Tuesday, October 28, 2014

the weekly chase #30


On Tuesdays I join the Weekly Chase link up with Mindy from Road Runner Girl – thanks for hosting, Mindy! Below is a recap of how the goals from last week went over, and my new goals for this week. (Whoa, am I already on Weekly Chase #30? Seems like just yesterday that I started linking up with Mindy.)
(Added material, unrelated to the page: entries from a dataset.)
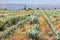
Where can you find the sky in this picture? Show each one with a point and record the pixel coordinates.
(30, 1)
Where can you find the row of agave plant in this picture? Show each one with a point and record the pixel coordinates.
(12, 27)
(12, 20)
(52, 26)
(34, 28)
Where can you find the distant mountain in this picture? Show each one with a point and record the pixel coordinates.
(33, 6)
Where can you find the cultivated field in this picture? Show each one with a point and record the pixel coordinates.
(30, 25)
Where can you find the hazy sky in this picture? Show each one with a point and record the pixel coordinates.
(31, 1)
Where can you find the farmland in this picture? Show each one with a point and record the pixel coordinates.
(30, 25)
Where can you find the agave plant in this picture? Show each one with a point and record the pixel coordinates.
(33, 31)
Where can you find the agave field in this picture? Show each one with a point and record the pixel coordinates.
(30, 25)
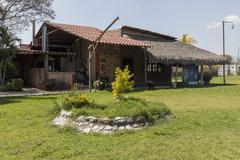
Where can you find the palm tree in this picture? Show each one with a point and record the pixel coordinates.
(7, 51)
(186, 39)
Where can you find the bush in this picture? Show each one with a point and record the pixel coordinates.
(14, 85)
(123, 82)
(53, 84)
(17, 84)
(207, 77)
(75, 101)
(100, 84)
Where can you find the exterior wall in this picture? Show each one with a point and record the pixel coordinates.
(66, 64)
(161, 78)
(229, 70)
(138, 57)
(67, 77)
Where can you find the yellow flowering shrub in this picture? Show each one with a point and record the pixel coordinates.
(75, 101)
(123, 82)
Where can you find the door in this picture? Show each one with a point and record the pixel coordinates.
(128, 61)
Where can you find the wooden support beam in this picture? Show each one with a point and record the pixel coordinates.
(46, 66)
(73, 63)
(145, 69)
(89, 71)
(201, 77)
(176, 74)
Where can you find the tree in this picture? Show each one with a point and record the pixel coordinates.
(17, 14)
(186, 39)
(123, 82)
(7, 50)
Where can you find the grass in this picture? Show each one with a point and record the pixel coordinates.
(207, 126)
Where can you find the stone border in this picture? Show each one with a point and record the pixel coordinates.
(105, 125)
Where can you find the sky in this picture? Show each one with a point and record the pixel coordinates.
(201, 19)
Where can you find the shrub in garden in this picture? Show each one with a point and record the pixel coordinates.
(123, 82)
(207, 77)
(99, 84)
(75, 101)
(17, 84)
(14, 85)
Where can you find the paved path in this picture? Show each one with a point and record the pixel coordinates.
(30, 92)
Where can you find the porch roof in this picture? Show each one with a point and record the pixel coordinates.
(25, 49)
(176, 52)
(91, 34)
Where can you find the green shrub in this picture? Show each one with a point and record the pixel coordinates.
(17, 84)
(8, 87)
(123, 82)
(100, 84)
(74, 100)
(14, 85)
(207, 77)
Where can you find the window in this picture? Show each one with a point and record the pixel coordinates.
(155, 67)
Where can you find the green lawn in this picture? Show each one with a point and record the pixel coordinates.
(207, 126)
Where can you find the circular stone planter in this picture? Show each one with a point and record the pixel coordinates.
(104, 125)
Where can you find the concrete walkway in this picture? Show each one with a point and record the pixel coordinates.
(30, 92)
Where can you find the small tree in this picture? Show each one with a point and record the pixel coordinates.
(123, 82)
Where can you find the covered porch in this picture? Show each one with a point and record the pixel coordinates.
(40, 69)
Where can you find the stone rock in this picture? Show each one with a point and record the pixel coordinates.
(115, 128)
(128, 127)
(60, 121)
(120, 121)
(105, 120)
(87, 130)
(108, 128)
(90, 125)
(135, 125)
(64, 113)
(81, 119)
(121, 128)
(140, 120)
(130, 121)
(95, 128)
(91, 119)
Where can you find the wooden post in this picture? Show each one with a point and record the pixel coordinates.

Weekly goals for October 20–26; recap

Goal #1 - Daily goals – 
A: Log and stay under calorie goals. 
B: Drink 48 ounces of water.
C: Eat healthier snacks/meals. 
D. Hit 10,000 steps per day via Fitbit.
Um... this was a VERY bad week on all counts. Time to step it up this week—I'm getting serious about these goals again.

Goal #2 - Continue Dopey training - this week has two 45 min runs and 5 miles on Saturday.
I did one short run and a 5 mile on Saturday.

Goal #3 - Roll with the stick/foam roll, stretch, and ice daily.
I did some rolling, but did not ice like I should have. 

Goal #4 - Cross train at least two days.
Yes. Got in some walking and a very short bit of cycling.


Weekly goals for October 27–November 2

Goal #1 - Daily goals – 
A: Log and stay under calorie goals. 
B: Drink 48 ounces of water.
C: Eat healthier snacks/meals. 
D. Hit 10,000 steps per day via Fitbit.

Goal #2 - Continue Dopey training - this week has two 45 min runs and 5 miles on Saturday.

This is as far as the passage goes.